Unemployment rate falls to 12.8%, lowest since 2009

CSO says numbers out of work fell by 41,700 in the year to the end of September

The Government has claimed a turnaround in the rate of unemployment is evidence of the strengthening Irish economy.

Figures released by the Central Statistics Office today show that The numbers unemployed fell by 41,700 in the year to the end of September, reducing the total number of people out of work to 282,900.

As a result the seasonally adjusted unemployment rate decreased from 13.6 per cent to 12.8 per cent over the July to September quarter while the number of people unemployed fell by 18,000. This is the fifth quarter in succession where unemployment has declined on an annual basis and has led to the lowest rate of unemployment since 2009.

Taoiseach Enda Kenny said over 1,000 new jobs were being created per week in the economy and there were “positive signs that business confidence is rising”


There was an annual increase in employment of 3.2 per cent or 58,000 in the year to the end of September, bringing total employment to 1,899,300.

This compares with an annual increase in employment of 1.8 per cent in the previous quarter.

On a seasonally adjusted basis there were 22,500 more jobs in the economy in the July-September period.

The figures also show a decline in long term unemployment from 8.9 per cent to 7.6 per cent over the year.
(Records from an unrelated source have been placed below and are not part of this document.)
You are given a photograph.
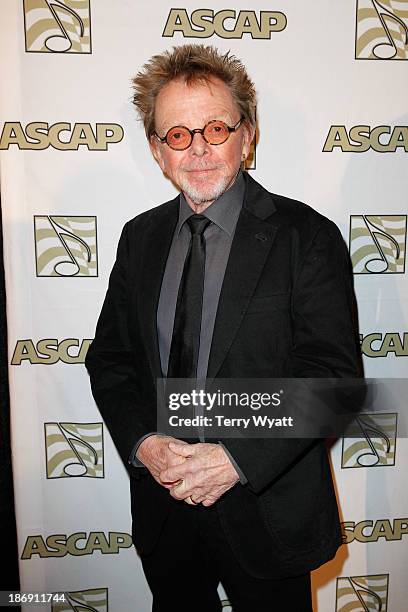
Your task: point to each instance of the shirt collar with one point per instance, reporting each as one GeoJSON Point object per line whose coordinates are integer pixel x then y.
{"type": "Point", "coordinates": [224, 211]}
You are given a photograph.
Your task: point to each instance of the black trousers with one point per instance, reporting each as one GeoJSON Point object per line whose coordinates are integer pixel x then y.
{"type": "Point", "coordinates": [193, 556]}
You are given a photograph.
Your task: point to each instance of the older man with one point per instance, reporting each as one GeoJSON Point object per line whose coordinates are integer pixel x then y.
{"type": "Point", "coordinates": [226, 281]}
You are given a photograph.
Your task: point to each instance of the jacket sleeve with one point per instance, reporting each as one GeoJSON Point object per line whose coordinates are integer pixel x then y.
{"type": "Point", "coordinates": [324, 344]}
{"type": "Point", "coordinates": [112, 364]}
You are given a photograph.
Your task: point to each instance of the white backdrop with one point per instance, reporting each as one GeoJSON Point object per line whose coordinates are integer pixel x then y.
{"type": "Point", "coordinates": [66, 193]}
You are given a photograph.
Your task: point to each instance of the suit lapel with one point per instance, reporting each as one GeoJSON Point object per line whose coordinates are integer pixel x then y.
{"type": "Point", "coordinates": [250, 247]}
{"type": "Point", "coordinates": [253, 239]}
{"type": "Point", "coordinates": [157, 241]}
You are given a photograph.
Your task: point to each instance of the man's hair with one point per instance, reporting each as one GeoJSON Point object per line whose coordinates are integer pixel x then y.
{"type": "Point", "coordinates": [192, 63]}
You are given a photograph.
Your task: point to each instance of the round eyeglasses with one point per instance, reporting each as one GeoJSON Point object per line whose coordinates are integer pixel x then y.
{"type": "Point", "coordinates": [215, 132]}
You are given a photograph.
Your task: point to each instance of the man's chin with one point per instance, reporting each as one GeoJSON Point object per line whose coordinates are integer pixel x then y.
{"type": "Point", "coordinates": [202, 193]}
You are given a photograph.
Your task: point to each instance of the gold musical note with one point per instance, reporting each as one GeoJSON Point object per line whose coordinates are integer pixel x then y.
{"type": "Point", "coordinates": [81, 606]}
{"type": "Point", "coordinates": [74, 468]}
{"type": "Point", "coordinates": [60, 43]}
{"type": "Point", "coordinates": [359, 589]}
{"type": "Point", "coordinates": [387, 50]}
{"type": "Point", "coordinates": [371, 458]}
{"type": "Point", "coordinates": [378, 265]}
{"type": "Point", "coordinates": [65, 267]}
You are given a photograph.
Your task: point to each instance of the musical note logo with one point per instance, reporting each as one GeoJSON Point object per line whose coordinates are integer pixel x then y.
{"type": "Point", "coordinates": [362, 593]}
{"type": "Point", "coordinates": [65, 246]}
{"type": "Point", "coordinates": [370, 441]}
{"type": "Point", "coordinates": [382, 29]}
{"type": "Point", "coordinates": [74, 450]}
{"type": "Point", "coordinates": [378, 243]}
{"type": "Point", "coordinates": [57, 26]}
{"type": "Point", "coordinates": [93, 600]}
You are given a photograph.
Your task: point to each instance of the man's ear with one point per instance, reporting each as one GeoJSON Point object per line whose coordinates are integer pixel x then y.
{"type": "Point", "coordinates": [155, 149]}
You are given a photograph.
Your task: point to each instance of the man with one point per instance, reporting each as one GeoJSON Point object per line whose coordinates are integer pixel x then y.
{"type": "Point", "coordinates": [268, 281]}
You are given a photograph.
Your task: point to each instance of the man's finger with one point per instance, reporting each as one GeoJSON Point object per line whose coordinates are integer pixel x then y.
{"type": "Point", "coordinates": [185, 449]}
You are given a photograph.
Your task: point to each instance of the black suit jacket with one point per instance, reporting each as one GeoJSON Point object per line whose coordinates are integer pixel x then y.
{"type": "Point", "coordinates": [285, 309]}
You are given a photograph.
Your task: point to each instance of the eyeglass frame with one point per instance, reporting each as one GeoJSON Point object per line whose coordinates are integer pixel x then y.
{"type": "Point", "coordinates": [232, 129]}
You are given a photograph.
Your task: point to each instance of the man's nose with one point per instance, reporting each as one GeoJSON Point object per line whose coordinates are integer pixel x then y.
{"type": "Point", "coordinates": [198, 145]}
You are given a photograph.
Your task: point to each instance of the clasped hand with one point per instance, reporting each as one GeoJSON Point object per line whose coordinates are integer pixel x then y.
{"type": "Point", "coordinates": [195, 473]}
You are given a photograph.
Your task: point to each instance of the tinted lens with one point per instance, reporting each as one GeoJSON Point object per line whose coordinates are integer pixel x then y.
{"type": "Point", "coordinates": [216, 132]}
{"type": "Point", "coordinates": [178, 138]}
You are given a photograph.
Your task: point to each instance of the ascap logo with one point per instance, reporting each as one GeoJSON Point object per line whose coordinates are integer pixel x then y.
{"type": "Point", "coordinates": [226, 23]}
{"type": "Point", "coordinates": [50, 351]}
{"type": "Point", "coordinates": [382, 345]}
{"type": "Point", "coordinates": [77, 544]}
{"type": "Point", "coordinates": [74, 449]}
{"type": "Point", "coordinates": [382, 29]}
{"type": "Point", "coordinates": [370, 441]}
{"type": "Point", "coordinates": [38, 136]}
{"type": "Point", "coordinates": [378, 243]}
{"type": "Point", "coordinates": [357, 593]}
{"type": "Point", "coordinates": [65, 246]}
{"type": "Point", "coordinates": [362, 138]}
{"type": "Point", "coordinates": [372, 531]}
{"type": "Point", "coordinates": [93, 600]}
{"type": "Point", "coordinates": [57, 26]}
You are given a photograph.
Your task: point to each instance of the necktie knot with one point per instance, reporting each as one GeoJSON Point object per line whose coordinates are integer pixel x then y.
{"type": "Point", "coordinates": [197, 224]}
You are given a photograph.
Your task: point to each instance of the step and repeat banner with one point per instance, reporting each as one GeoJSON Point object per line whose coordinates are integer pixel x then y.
{"type": "Point", "coordinates": [332, 79]}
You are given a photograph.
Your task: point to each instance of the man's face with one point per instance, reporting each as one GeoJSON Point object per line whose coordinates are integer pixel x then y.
{"type": "Point", "coordinates": [203, 171]}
“More than 1,000 people a week are returning to work, proof that the measures taken by the Government to stabilise the economy and address the unemployment crisis which we inherited are paying off,” Minister for Social Protection Joan Burton said.

The latest figures follow separate data published by the CSO showing that the Live Register in October fell below 400,000 for the first time in four years.

Minister for Jobs, Enterprise and Innovation Richard Bruton took to Twitter to welcome the increasing employment figures.

“Private sector adding 1,200 jobs a week. Very encouraging. Testament to Irish workforce and entrepreneurial spirit. Real base to build on,” he said.

Tanaiste Eamon Gilmore highlighted the decline in the long-term unemployment rate which he said had fallen from 8.9 per cent to 7.6 per cent over the past year.

However, the amount of people classed as long-term unemployed - out of work for a year or more - accounts for 58 per cent of the total - only down about 1 per cent from a year earlier.

The total number of people in the labour force is 2,182,100 - up 16,300 over the year.

Minister for Social Protection Joan Burton said: “There are still far too many people out of work, and tackling unemployment will remain the Government’s number one priority, but these figures demonstrate that we are making steady progress”.